Nine days later, on the morning of November 27, Mayor George Moscone and Supervisor Harvey Milk were gunned down in their offices. At first there was only confusion in City Hall. Reporters suspected that the People’s Temple had dispatched assassins to kill the mayor, just as they had killed California representative Leo Ryan when he flew into Guyana. Then Supervisor Dianne Feinstein appeared, well dressed but ashen faced, and broke the news to a crowd of city workers and reporters: “As president of the Board of Supervisors, it’s my duty to make thi
s announcement: Both Mayor Moscone . . . and Supervisor Harvey Milk . . . have been shot . . . and killed.” The crowd, which included several seasoned war reporters, erupted into gasps and sobs before Feinstein continued, “The suspect is . . . Supervisor Dan White.”
A conservative Irish Catholic, White had been elected to the Board of Supervisors in 1977, the year of Anita Bryant’s cries to “save the children,” by campaigning as a “defender of traditional values.” Before the morning of the murders, White was up all night eating cupcakes and drinking Coke, a detail that would be used by his lawyers.
Word of the deaths rippled across San Francisco. City schools announced the news on loudspeakers. At French American, my third-grade class spent the afternoon writing condolence letters to Gina Moscone, the mayor’s widow.
At home, Dad learned the news watching television. He immediately burst into tears. “First Jonestown,” he wrote in his journal. “Now this.”
By early afternoon, crowds had assembled at City Hall. Among the flowers and pictures, someone placed a handmade sign: “Happy, Anita?”
White’s lawyers defended his actions by arguing that his diet of Cokes and Twinkies had pushed him over the edge. The jury, scrubbed of gays and other “new” San Franciscans, was moved by the recording of White’s teary confession, hearing in it the cry of a broken man.
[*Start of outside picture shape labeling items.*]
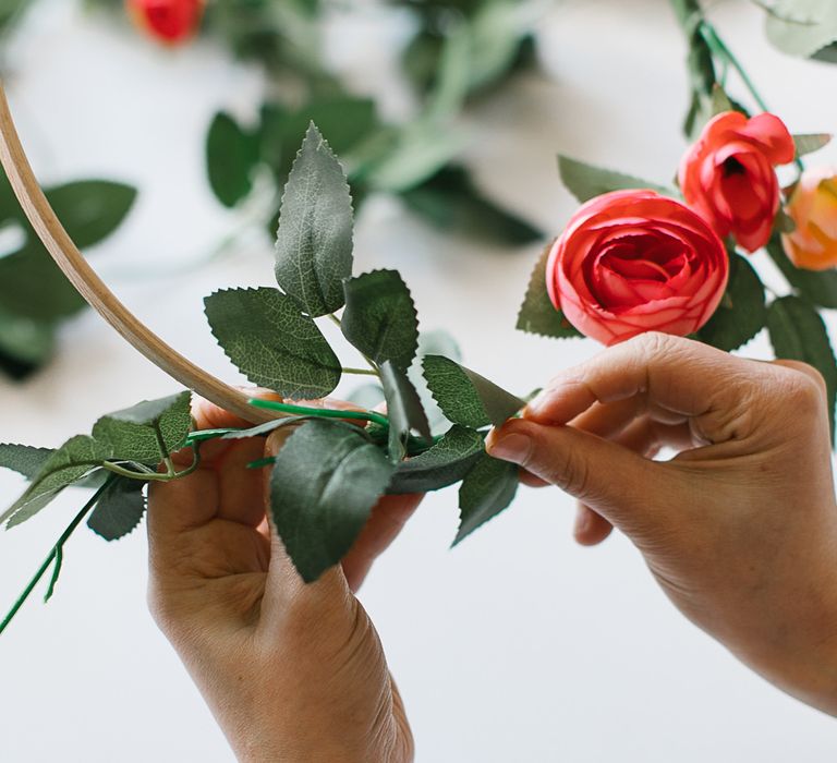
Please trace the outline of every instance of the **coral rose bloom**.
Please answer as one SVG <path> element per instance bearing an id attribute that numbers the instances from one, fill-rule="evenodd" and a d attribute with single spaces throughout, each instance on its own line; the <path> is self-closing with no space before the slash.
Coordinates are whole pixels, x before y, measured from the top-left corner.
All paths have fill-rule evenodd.
<path id="1" fill-rule="evenodd" d="M 797 229 L 781 237 L 797 267 L 825 270 L 837 266 L 837 169 L 805 170 L 787 208 Z"/>
<path id="2" fill-rule="evenodd" d="M 189 39 L 197 29 L 205 0 L 126 0 L 134 24 L 167 45 Z"/>
<path id="3" fill-rule="evenodd" d="M 779 208 L 774 167 L 793 161 L 793 138 L 784 122 L 762 113 L 748 119 L 725 111 L 704 128 L 680 162 L 686 203 L 721 238 L 730 233 L 755 252 L 771 238 Z"/>
<path id="4" fill-rule="evenodd" d="M 546 284 L 575 328 L 615 344 L 696 331 L 728 275 L 724 244 L 703 218 L 653 191 L 617 191 L 575 213 L 549 253 Z"/>

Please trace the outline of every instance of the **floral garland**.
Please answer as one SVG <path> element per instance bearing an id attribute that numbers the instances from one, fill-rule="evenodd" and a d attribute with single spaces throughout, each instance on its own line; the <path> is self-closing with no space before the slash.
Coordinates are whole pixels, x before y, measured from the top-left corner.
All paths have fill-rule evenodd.
<path id="1" fill-rule="evenodd" d="M 703 16 L 686 27 L 693 45 L 714 40 L 713 71 L 715 57 L 730 56 Z M 703 32 L 694 37 L 694 28 Z M 751 117 L 730 100 L 724 84 L 695 89 L 693 111 L 708 102 L 715 113 L 681 159 L 679 192 L 561 157 L 563 182 L 582 206 L 538 261 L 518 325 L 605 344 L 656 330 L 724 350 L 766 327 L 778 356 L 820 370 L 833 412 L 837 361 L 820 310 L 837 307 L 837 173 L 812 168 L 786 189 L 776 174 L 783 165 L 802 170 L 802 156 L 829 136 L 792 136 L 775 114 Z M 698 117 L 690 113 L 690 120 Z M 191 393 L 184 391 L 105 415 L 89 434 L 57 449 L 0 445 L 0 465 L 29 480 L 0 516 L 10 528 L 66 488 L 95 491 L 0 622 L 0 632 L 50 567 L 46 597 L 52 595 L 64 545 L 85 519 L 109 541 L 130 533 L 145 510 L 145 485 L 194 472 L 210 439 L 293 428 L 277 457 L 250 468 L 270 470 L 274 525 L 306 581 L 340 561 L 385 494 L 459 484 L 454 544 L 512 502 L 518 469 L 489 457 L 484 440 L 489 427 L 517 415 L 530 395 L 512 395 L 461 365 L 448 337 L 422 335 L 397 271 L 353 274 L 352 241 L 347 174 L 311 124 L 284 186 L 278 288 L 225 289 L 205 301 L 213 334 L 232 363 L 275 393 L 252 404 L 281 417 L 250 428 L 194 431 Z M 749 261 L 761 249 L 784 274 L 789 293 L 768 300 Z M 320 320 L 340 327 L 364 365 L 339 359 Z M 344 375 L 375 379 L 387 413 L 373 410 L 374 400 L 349 411 L 301 402 L 325 398 Z M 192 463 L 179 469 L 172 453 L 184 447 L 191 448 Z M 342 486 L 339 499 L 317 487 L 336 482 Z"/>

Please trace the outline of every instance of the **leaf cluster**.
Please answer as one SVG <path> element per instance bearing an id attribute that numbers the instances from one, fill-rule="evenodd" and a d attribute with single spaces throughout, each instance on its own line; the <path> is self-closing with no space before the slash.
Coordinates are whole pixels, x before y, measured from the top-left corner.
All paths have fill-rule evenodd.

Though he’d crawled through the basement window of City Hall, shot George Moscone four times, reloaded his gun, and then crossed the hall and pumped five bullets into Harvey Milk, the last at point-blank range, Dan White was convicted of voluntary manslaughter, the lightest possible sentence.
When news of the verdict reached the streets of San Francisco, thousands of protestors descended on City Hall, smashing windows and torching a row of police cars. As a man ignited the last police car, he shouted to a nearby reporter, “Make sure you put in the paper that I ate too many Twinkies!” Police retaliated later that night by taking their billy clubs into the Castro.